Dryad [36] is a general-purpose distributed execution engine for processing parallel applications of coarse-grained data. The operational structure of Dryad is a directed acyclic graph, in which vertexes represent programs and edges represent data channels. Dryad executes operations on the vertexes in clusters and transmits data via data channels, including documents, TCP connections, and shared-memory FIFO. During operation, resources in a logic operation graph are automatically mapped to physical resources. Dryad allows vertexes to use any amount of input and output data, while MapReduce supports only one input and output set.
Pregel [37] facilitates the processing of large-sized graphs, e.g., analysis of network graphs and social networking services. A computational task is expressed by a directed graph constituted by vertexes and directed edges. Every vertex is related to a modifiable and user-defined value, and every directed edge related to a source vertex is constituted by the user-defined value and the identifier of a target vertex. When the graph is built, the program conducts iterative calculations, which is called supersteps among which global synchronization points are set until algorithm completion and output completion.
All-Pairs [38] is a system specially designed for biometrics, bio-informatics, and data mining applications. It focuses on comparing element pairs in two datasets by a given function. All-Pairs can be expressed as three-tuples (Set A, Set B, and Function F), in which Function F is utilized to compare all elements in Set A and Set B. The comparison result is an output matrix M, which is also called the Cartesian product or cross-join of Set A and Set B.

4.2 Data analysis

Data analysis is the final and the most important phase in the value chain of big data, with the purpose of extracting potential useful values and providing suggestions or decisions. However, data analysis is a broad area, which frequently changes and is extremely complex. Many traditional data analysis methods may still be utilized for big data analysis, such as cluster analysis, factor analysis, correlation analysis, regression analysis, A/B testing, statistical analysis, data mining. Some big data analysis methods can be used to speed up the extraction of key information from massive data. At present, the main processing methods of big data include bloom filter, hashing, index, triel, parallel computing, etc.

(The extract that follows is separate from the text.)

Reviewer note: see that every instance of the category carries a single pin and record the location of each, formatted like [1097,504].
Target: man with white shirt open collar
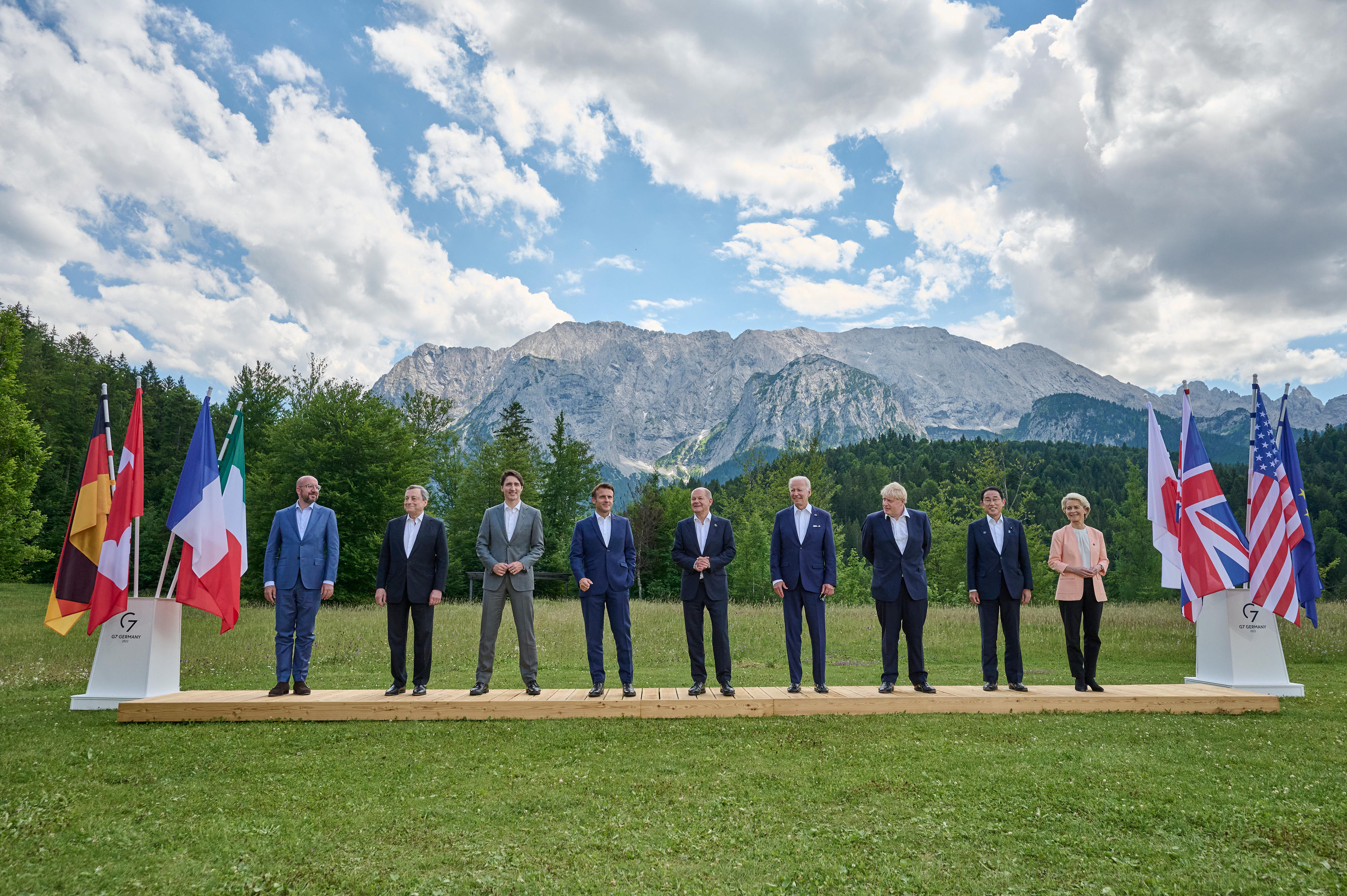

For marine data analysis applications, data mining is an essential method to extract hidden, unknown, but potentially useful information and knowledge from massive, incomplete, noisy, fuzzy, and random data. In 2006, The IEEE International Conference on Data Mining (ICDM) series identified ten most influential data mining algorithms [39], including C4.5, k-means, SVM, Apriori, EM, PageRank, AdaBoost, kNN, Naive Bayes, and CART. These ten algorithms cover classification, clustering, regression, statistical learning, association analysis, and linking mining, all of which are the most important topics in data mining research and development. To adapt to the multi-source, uncertain, dynamic marine big data, existing data mining methods should be expanded in many ways, including efficiency improvement of single-source knowledge discovery methods [40], mining frequent or interested patterns from uncertain data [41, 42], designing a data mining mechanism from a multi-source perspective [43], as well as the study of dynamic data mining methods and the analysis of stream data [44].

Parallel processing has been the mainstream of designing efficient data-processing platforms so that data could be processed in a distributed and parallel manner, improving the throughput of data processing [45]. MapReduce is the most representative paradigm. Modern research on big data analysis has focused mostly on employing the MapReduce programming paradigm and the Hadoop Ecosystem, giving rise to a number of DBMSs that can be deployed in a distributed cloud-based environment [46], such as Pig [47] and Hive [48].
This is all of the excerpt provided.